No issue seems to have been taken by Sunnybrand Chickens that Mr Hussein’s failure to give notice was due to ignorance or some other reasonable cause. Its main complaint is that it has been prejudiced by the failure to give notice.
There is nothing in Sunnybrand Chickens’ Reply that specifically deals with the issue of prejudice. It was common ground that Mr Hussein had made no formal report of injury before voluntarily leaving his employment with Sunnybrand Chickens. As the Arbitrator said at page 41 of the transcript:
“In any event, given the education of the Applicant and his language abilities as well as the fact that the – I’ll call him the fixer – Mr Fazal, spoke a different language, I am satisfied that any non-compliance with that section [section 61] was due to the Applicant’s ignorance or mistake. I also say in passing I don’t think that the Respondent is prejudiced.”
The “prejudice” Sunnybrand Chickens claims it has suffered relates more to its “lost opportunity” to rehabilitate Mr Hussein. The difficulty with that proposition is, as Mr Hussein submits:
“… it appears that the Appellant was from 12 November 2002 on notice of the claim and had particulars thereof from 28 January 2003. There was ample opportunity to then investigate the claim. In those circumstances, and having regard to the fact that the Respondent left the Appellant’s employ on or about 13 September 2002, it is difficult to see how the Appellant could make out a case of prejudice because of the non-reporting of the injury before cessation of employment.”
Details of correspondence between the parties were set out in the ‘background to the appeal’ in paragraphs 4 to 9 of this decision. It is quite clear from Sunnybrand Chickens’ solicitor’s letter to Mr Hussein’s former solicitor dated 21 November 2002 that it was on notice of a claim. In its letter dated 24 September 2003, Sunnybrand Chickens’ solicitors advised Mr Hussein’s present solicitors that “… any claim for Workers Compensation benefits will be disputed”. Sunnybrand Chickens has maintained that position throughout the proceedings.
Section 45(1) of the 1998 Act provides that “when it appears that a workplace injury is a significant injury, an insurer who is or may be liable to pay compensation to the injured worker must establish an injury management plan for the injured worker.” Whilst the ‘significance’ of any claimed injury may not have been known to Sunnybrand Chickens, it was certainly on notice that Mr Hussein had alleged that he suffered an injury in its employ.

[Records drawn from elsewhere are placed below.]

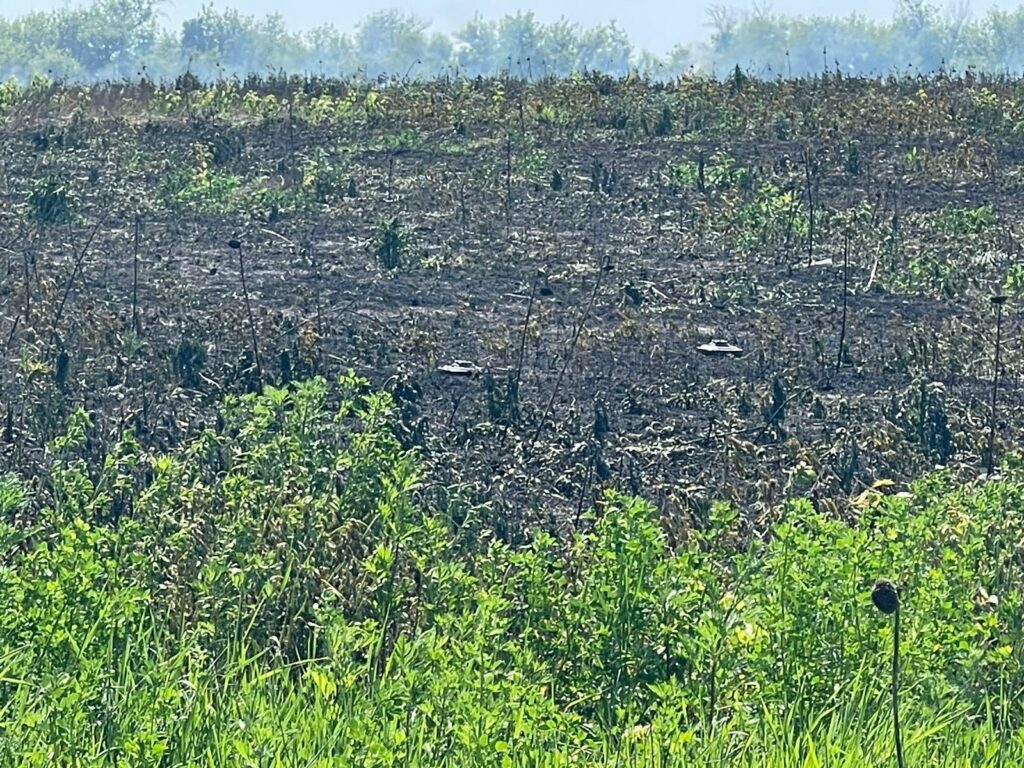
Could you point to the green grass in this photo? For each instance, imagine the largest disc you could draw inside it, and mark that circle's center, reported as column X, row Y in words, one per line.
column 278, row 593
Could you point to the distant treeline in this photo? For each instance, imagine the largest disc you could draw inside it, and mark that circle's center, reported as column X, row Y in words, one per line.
column 115, row 39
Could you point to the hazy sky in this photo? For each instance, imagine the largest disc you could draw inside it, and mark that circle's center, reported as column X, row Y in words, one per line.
column 651, row 24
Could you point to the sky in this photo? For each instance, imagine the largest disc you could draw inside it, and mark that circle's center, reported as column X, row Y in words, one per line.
column 655, row 25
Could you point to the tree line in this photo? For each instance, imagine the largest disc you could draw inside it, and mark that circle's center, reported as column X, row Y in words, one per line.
column 117, row 39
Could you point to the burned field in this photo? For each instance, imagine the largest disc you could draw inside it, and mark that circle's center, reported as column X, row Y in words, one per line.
column 576, row 243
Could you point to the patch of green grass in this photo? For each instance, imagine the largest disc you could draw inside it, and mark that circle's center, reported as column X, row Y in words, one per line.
column 273, row 593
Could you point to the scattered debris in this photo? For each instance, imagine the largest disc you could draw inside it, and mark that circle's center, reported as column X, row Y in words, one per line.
column 719, row 346
column 461, row 368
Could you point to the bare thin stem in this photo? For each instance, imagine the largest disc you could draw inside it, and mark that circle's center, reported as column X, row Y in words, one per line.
column 846, row 284
column 895, row 686
column 990, row 458
column 249, row 311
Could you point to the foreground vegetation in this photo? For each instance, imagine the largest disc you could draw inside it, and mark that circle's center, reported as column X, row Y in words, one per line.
column 603, row 547
column 279, row 591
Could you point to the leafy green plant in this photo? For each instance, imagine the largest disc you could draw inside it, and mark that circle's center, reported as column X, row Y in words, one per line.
column 50, row 201
column 392, row 245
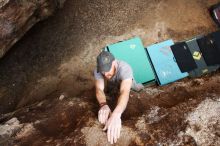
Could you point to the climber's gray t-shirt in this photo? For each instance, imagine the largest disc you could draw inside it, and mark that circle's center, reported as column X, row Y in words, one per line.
column 123, row 71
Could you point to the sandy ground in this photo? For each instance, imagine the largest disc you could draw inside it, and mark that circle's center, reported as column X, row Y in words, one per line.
column 58, row 56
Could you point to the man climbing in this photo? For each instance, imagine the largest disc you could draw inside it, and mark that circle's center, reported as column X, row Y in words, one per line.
column 117, row 72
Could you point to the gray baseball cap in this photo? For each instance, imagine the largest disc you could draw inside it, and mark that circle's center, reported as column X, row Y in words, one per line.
column 104, row 61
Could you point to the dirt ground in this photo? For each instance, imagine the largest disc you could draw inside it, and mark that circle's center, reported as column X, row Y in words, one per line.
column 57, row 56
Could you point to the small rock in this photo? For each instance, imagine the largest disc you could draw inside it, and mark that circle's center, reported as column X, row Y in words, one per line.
column 61, row 97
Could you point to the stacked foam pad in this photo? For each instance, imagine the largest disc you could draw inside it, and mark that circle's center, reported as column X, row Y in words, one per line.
column 198, row 56
column 166, row 62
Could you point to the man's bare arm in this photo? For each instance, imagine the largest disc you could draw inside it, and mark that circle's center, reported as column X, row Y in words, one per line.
column 113, row 124
column 123, row 97
column 100, row 95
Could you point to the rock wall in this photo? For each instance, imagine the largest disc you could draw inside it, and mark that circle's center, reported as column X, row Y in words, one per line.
column 18, row 16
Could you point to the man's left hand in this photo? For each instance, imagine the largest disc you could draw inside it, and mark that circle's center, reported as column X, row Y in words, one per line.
column 113, row 127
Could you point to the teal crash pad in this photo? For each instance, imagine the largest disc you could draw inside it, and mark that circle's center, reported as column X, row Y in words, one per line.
column 132, row 51
column 164, row 64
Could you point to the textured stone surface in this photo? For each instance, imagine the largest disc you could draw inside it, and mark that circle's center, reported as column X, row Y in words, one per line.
column 18, row 16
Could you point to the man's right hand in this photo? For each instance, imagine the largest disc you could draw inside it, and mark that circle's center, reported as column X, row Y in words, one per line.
column 103, row 114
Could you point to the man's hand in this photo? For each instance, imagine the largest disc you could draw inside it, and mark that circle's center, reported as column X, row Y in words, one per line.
column 113, row 126
column 104, row 114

Sunnybrand Chickens’ concerns as to “… the extent of the award of arrears of weekly compensation …” can be attributed in part to its failure through its insurer to either investigate the claim and/or forward a claim form to Mr Hussein through his solicitors and therefore I am not satisfied that Sunnybrand Chickens suffered any prejudice occasioned by Mr Hussein’s delay in reporting the injury. The Arbitrator made no error of law in this regard.
CONCLUSION
There was sufficient evidence before the Arbitrator, in particular the oral evidence given at the hearing on 28 October 2005, to support his finding that Mr Hussein suffered an injury in the course of his employment with Sunnybrand Chickens and was, as a consequence, incapacitated for work thereafter. Whilst the evidence as to the extent of his incapacity was somewhat scant, ultimately it was adequate to support the finding of total incapacity.
Nothing in the Arbitrator’s decision and reasons therefore demonstrates that he made any error of law, fact and/or discretion that would justify revoking his decision.
DECISION
(1) The decision of the Arbitrator is confirmed.
COSTS
The Appellant is to pay the costs of the appeal.
COSTS
Deborah Moore
Acting Deputy President
20 March 2006
I CERTIFY THAT THIS IS A TRUE AND ACCURATE RECORD OF THE REASONS FOR DECISION OF DEBORAH MOORE, ACTING DEPUTY PRESIDENT OF THE WORKERS COMPENSATION COMMISSION.